GINGRICH: I hope not. That’s a legitimate question. My goal would be to apply the same strategy that Reagan, Thatcher and Pope John Paul II used to undermine and defeat the Soviet empire without a general war. But my goal would be to do everything we could to replace the Ahmadinejad dictatorship in a peaceful way using all the different tools that we have, tools that were used very effectively against the Soviet empire, which was a lot bigger and a lot more difficult challenge.
On the other hand, I will tell all of you, I think we have a very great reason to not want the Iranians to get nuclear weapons and I think they are a direct threat to our cities if they end up getting nuclear weapons.

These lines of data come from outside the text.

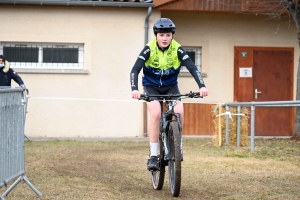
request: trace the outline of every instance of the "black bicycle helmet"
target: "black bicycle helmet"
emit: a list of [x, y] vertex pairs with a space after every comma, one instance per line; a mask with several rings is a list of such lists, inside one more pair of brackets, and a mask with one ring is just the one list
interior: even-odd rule
[[176, 26], [169, 18], [158, 19], [153, 26], [153, 32], [157, 33], [175, 33]]

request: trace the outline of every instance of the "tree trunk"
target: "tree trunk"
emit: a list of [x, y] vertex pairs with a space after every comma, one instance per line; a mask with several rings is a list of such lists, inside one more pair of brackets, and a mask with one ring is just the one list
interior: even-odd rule
[[[300, 33], [298, 32], [298, 39]], [[300, 56], [299, 56], [300, 57]], [[296, 100], [300, 100], [300, 60], [298, 62], [297, 69], [297, 90], [296, 90]], [[295, 116], [295, 134], [294, 136], [300, 136], [300, 107], [296, 107], [296, 116]]]
[[[300, 0], [283, 0], [281, 4], [287, 9], [290, 16], [293, 18], [296, 28], [297, 28], [297, 37], [298, 37], [298, 46], [300, 49], [300, 11], [299, 4]], [[300, 58], [300, 55], [299, 55]], [[300, 100], [300, 60], [298, 59], [298, 69], [297, 69], [297, 85], [296, 85], [296, 100]], [[296, 107], [296, 116], [295, 116], [295, 132], [294, 136], [300, 136], [300, 107]]]

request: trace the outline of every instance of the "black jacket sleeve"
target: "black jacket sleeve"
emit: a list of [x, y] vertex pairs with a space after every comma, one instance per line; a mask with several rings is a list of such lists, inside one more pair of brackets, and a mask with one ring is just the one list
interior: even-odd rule
[[188, 54], [182, 47], [178, 48], [177, 55], [181, 62], [181, 66], [185, 66], [189, 70], [189, 72], [192, 74], [195, 81], [197, 82], [198, 87], [199, 88], [205, 87], [200, 70], [197, 69], [194, 62], [191, 60], [191, 58], [188, 56]]
[[138, 56], [135, 64], [133, 65], [130, 72], [130, 84], [131, 91], [138, 90], [138, 76], [141, 69], [145, 66], [145, 62], [149, 59], [150, 56], [150, 48], [145, 46], [140, 55]]
[[11, 75], [11, 78], [18, 83], [19, 85], [24, 85], [23, 80], [21, 79], [21, 77], [13, 70], [13, 69], [9, 69], [9, 73]]

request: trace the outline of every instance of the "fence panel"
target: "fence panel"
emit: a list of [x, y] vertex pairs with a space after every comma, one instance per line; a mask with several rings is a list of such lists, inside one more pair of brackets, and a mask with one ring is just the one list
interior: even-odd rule
[[26, 89], [0, 87], [0, 188], [15, 180], [3, 193], [4, 197], [20, 182], [25, 181], [37, 195], [42, 194], [25, 175], [24, 151], [24, 105], [27, 104]]

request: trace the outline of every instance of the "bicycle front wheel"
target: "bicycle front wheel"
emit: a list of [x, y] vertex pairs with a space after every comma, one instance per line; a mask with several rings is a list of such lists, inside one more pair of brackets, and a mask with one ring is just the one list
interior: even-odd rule
[[164, 180], [165, 180], [165, 161], [164, 161], [164, 144], [163, 144], [163, 138], [160, 134], [159, 136], [159, 170], [151, 171], [151, 181], [153, 189], [155, 190], [161, 190], [164, 186]]
[[176, 121], [172, 121], [168, 131], [169, 180], [173, 197], [178, 197], [181, 186], [181, 133]]

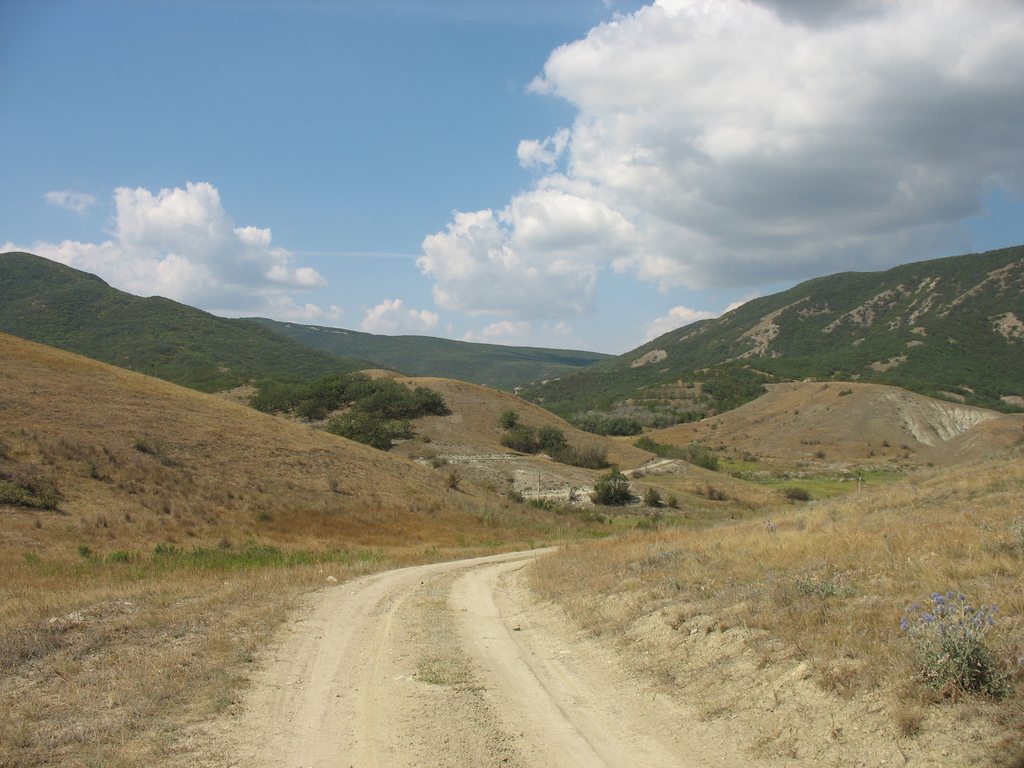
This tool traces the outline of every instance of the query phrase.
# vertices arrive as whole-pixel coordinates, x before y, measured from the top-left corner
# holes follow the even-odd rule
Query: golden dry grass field
[[[302,591],[593,527],[5,335],[0,493],[2,766],[156,765]]]
[[[733,720],[755,760],[1024,765],[1019,447],[761,519],[572,545],[533,584],[662,690]],[[998,606],[988,690],[927,684],[901,629],[950,590]]]

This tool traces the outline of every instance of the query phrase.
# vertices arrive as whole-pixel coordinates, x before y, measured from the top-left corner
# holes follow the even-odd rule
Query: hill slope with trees
[[[30,253],[0,254],[0,274],[0,331],[201,391],[374,367]]]
[[[725,399],[734,390],[749,399],[746,385],[756,394],[759,376],[892,384],[1016,410],[1024,402],[1024,246],[809,280],[523,396],[565,415],[670,400],[681,385],[715,378],[730,381]]]
[[[565,376],[611,357],[572,349],[507,347],[431,336],[380,336],[344,328],[252,319],[316,349],[375,360],[409,376],[458,379],[506,392],[530,382]]]

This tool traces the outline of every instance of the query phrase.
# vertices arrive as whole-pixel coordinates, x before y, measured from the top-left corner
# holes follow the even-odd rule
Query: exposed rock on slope
[[[733,411],[652,433],[760,457],[958,462],[1021,437],[1024,415],[936,400],[875,384],[775,384]]]
[[[670,399],[702,371],[895,384],[969,405],[1024,397],[1024,246],[819,277],[666,333],[524,397],[562,413]]]

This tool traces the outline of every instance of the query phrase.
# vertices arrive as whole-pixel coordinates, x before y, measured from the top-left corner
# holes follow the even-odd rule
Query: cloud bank
[[[86,196],[87,197],[87,196]],[[50,193],[64,207],[82,200]],[[296,267],[292,254],[271,245],[269,229],[236,227],[217,189],[119,187],[112,238],[103,243],[35,243],[33,253],[93,272],[130,293],[164,296],[224,314],[268,313],[300,321],[339,318],[339,307],[299,304],[293,294],[326,285],[315,270]],[[4,249],[13,250],[8,243]]]
[[[436,333],[441,316],[427,310],[409,309],[401,299],[385,299],[368,309],[360,326],[367,333],[388,336],[397,334]]]
[[[658,0],[549,57],[577,110],[538,176],[459,212],[418,264],[445,309],[584,314],[603,268],[756,286],[968,248],[1024,190],[1024,4]]]

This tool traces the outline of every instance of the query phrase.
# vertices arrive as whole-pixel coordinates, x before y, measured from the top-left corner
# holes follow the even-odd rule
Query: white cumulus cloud
[[[968,246],[1024,191],[1024,4],[657,0],[549,57],[568,129],[541,171],[423,243],[443,307],[590,309],[611,266],[662,288],[756,286]]]
[[[664,317],[652,320],[647,326],[647,340],[656,339],[676,328],[695,323],[698,320],[708,320],[718,317],[717,312],[707,312],[701,309],[690,309],[689,307],[673,307]]]
[[[114,205],[110,240],[37,242],[24,250],[93,272],[130,293],[211,311],[270,314],[276,309],[276,317],[296,320],[340,317],[338,307],[321,310],[295,302],[291,294],[323,287],[326,280],[315,270],[294,266],[289,251],[273,247],[269,229],[236,227],[211,184],[189,182],[184,189],[155,194],[119,187]]]
[[[631,253],[633,225],[619,212],[546,185],[503,210],[457,213],[423,241],[420,269],[444,309],[526,317],[592,308],[603,262]]]
[[[428,334],[438,329],[441,316],[428,310],[409,309],[401,299],[385,299],[363,315],[360,327],[367,333]]]
[[[527,320],[500,320],[479,331],[469,331],[463,341],[506,346],[572,349],[582,343],[575,329],[564,322],[535,325]]]
[[[96,205],[96,198],[92,195],[87,195],[85,192],[73,192],[70,189],[47,192],[43,195],[43,198],[50,205],[65,208],[75,213],[85,213],[89,208]]]

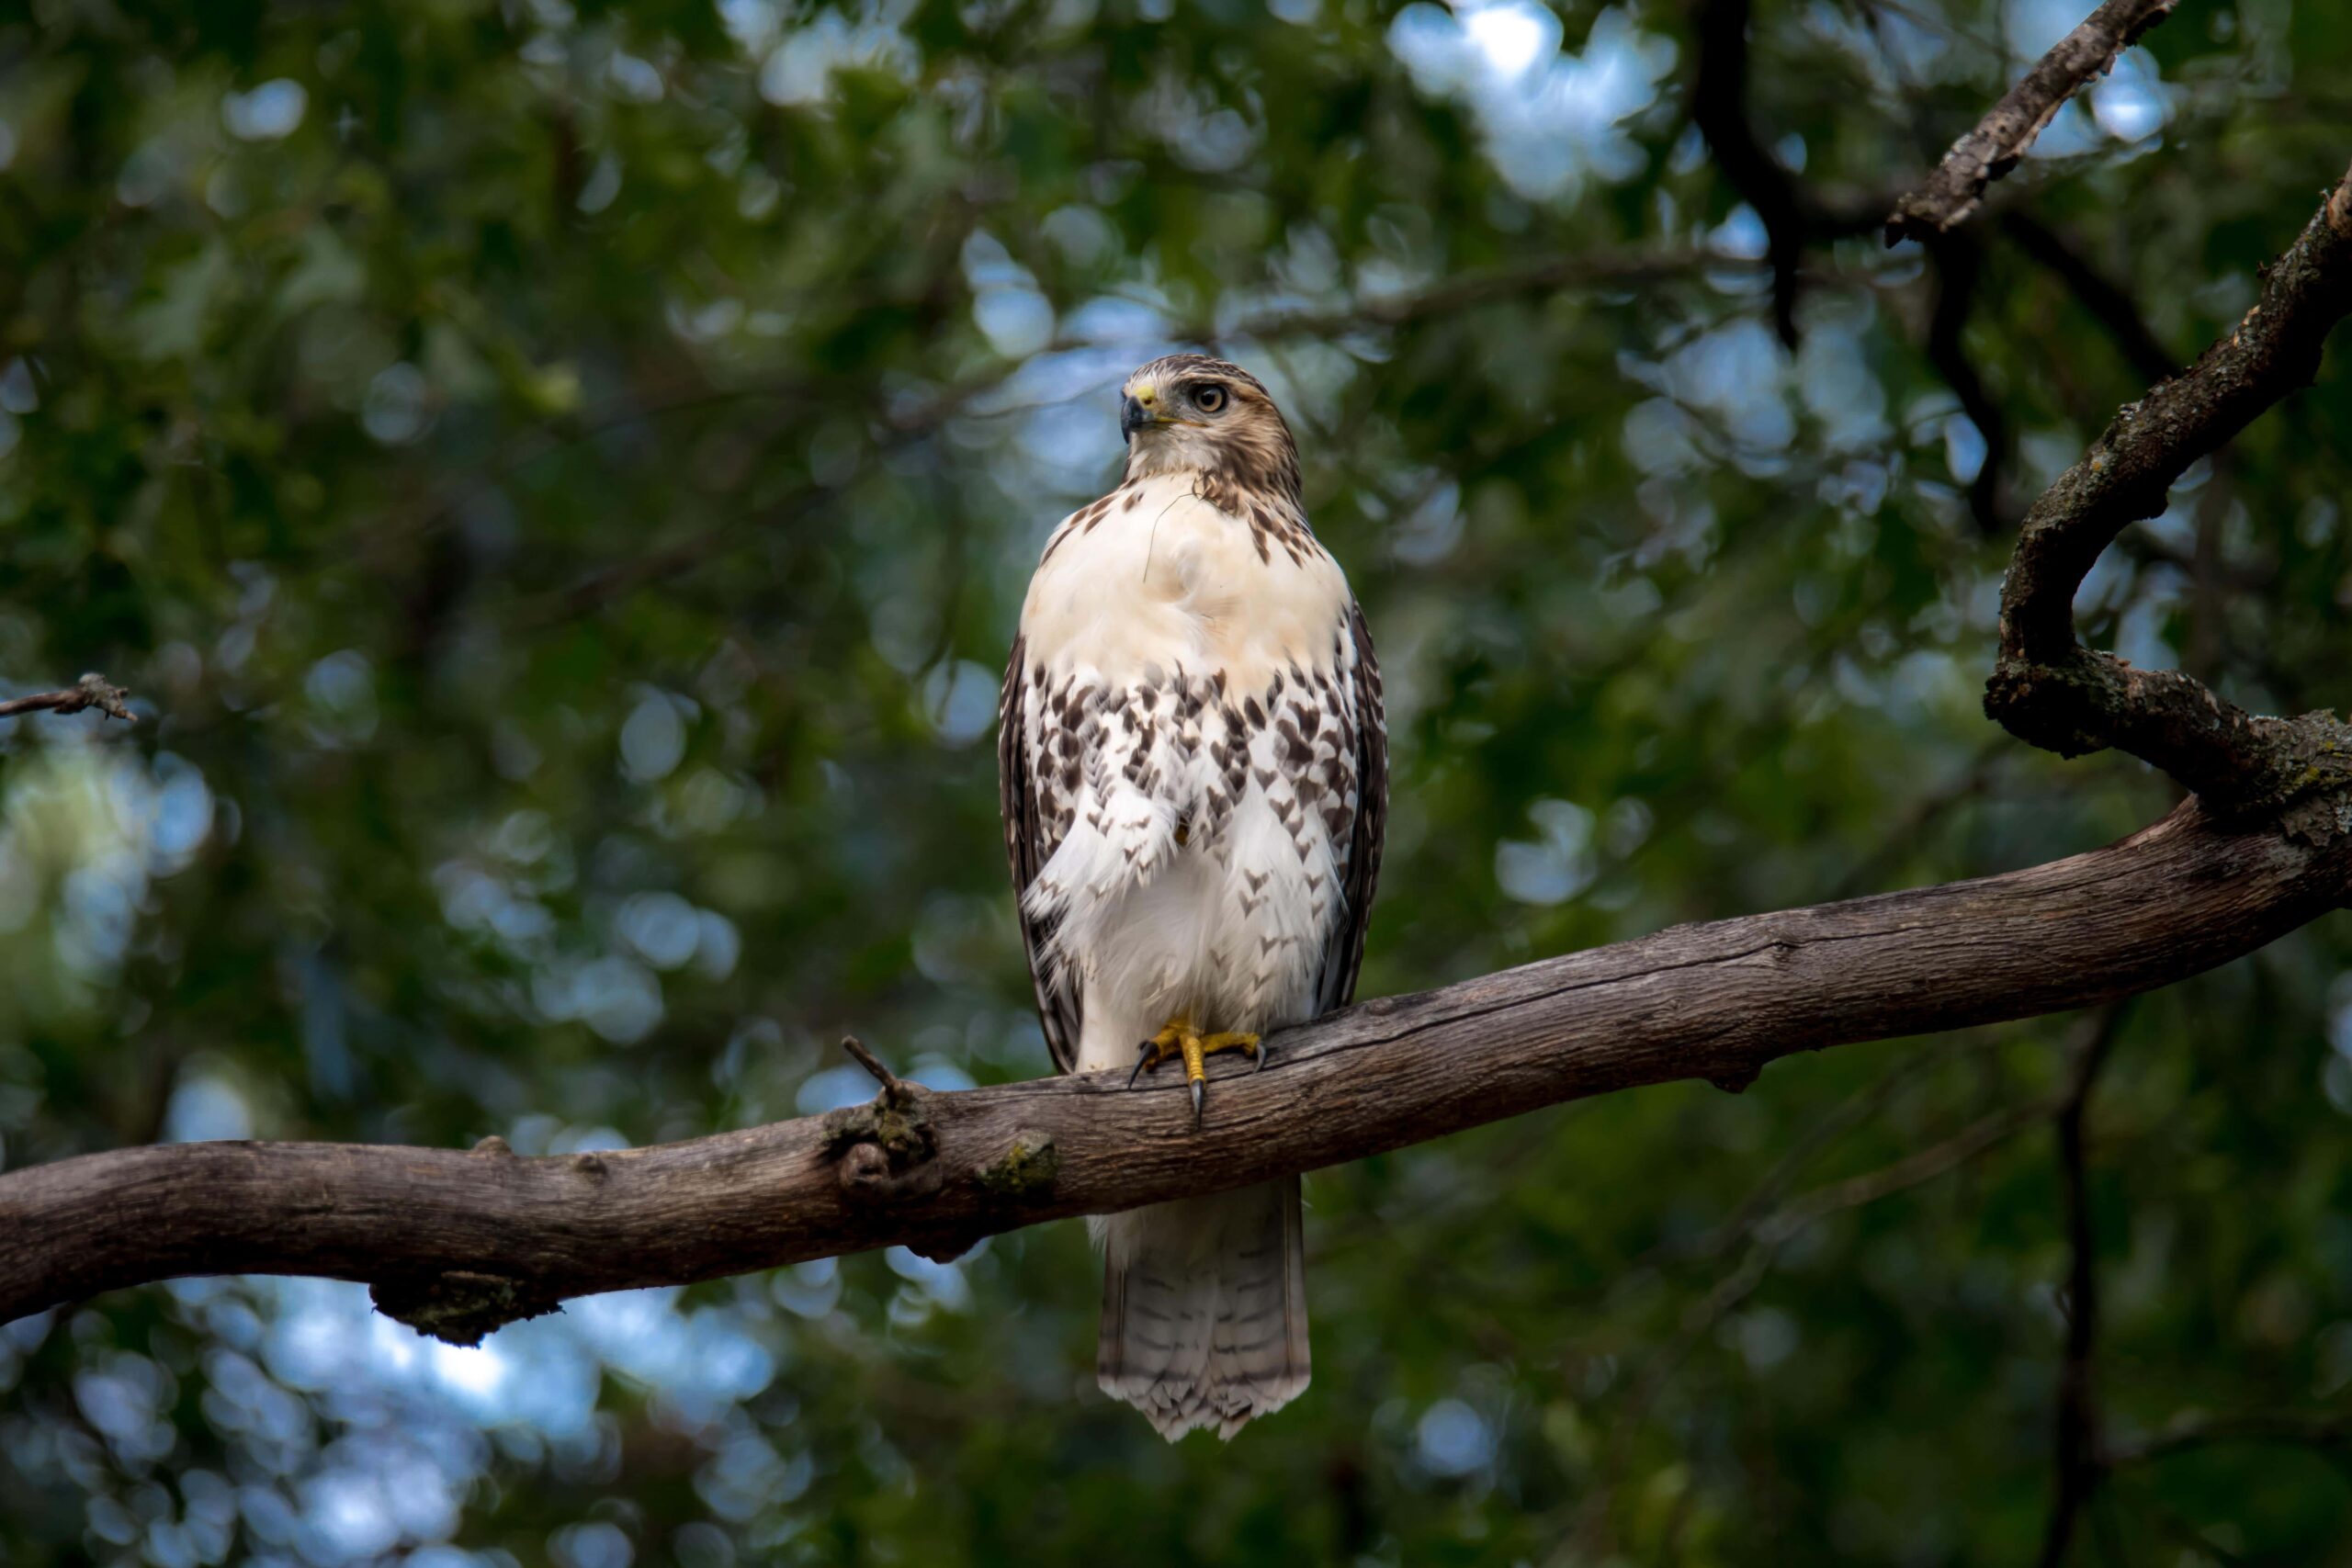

While Gingrich says he hopes he doesn’t have to start a war with Iran, he has an odd way of showing it. Back in 2003, the former House speaker argued that the United States should develop and use nuclear bunker busters against Iran’s nuclear facilities. “This would be a weapon designed to be used,” he wrote in a 2003 USA Today op-ed. “It would not simply be a weapon of deterrence, as current nuclear weapons are.”
IAEA director general Yukiya Amano recently issued a warning about Iran’s nuclear program. “What we know suggests the development of nuclear weapons,” he said. And the U.N. nuclear watchdog is heading to Iran at the end of the month to seek answers on its nuclear program’s military dimension.
While Iran’s nuclear program is a serious concern, Republicans on the campaign trail, including Gingrich, focus on war, rather than diplomacy, to prevent Iran from acquiring nuclear weapons. “I agree entirely with Governor Romney,” Gingrich said in a recent debate referring to Romney’s assertion that he’d use military action to stop Iran’s nuclear program. “If in the end, despite all of those things, the dictatorship persists, you have to take whatever steps are necessary to break its capacity to have a nuclear weapon,” he said.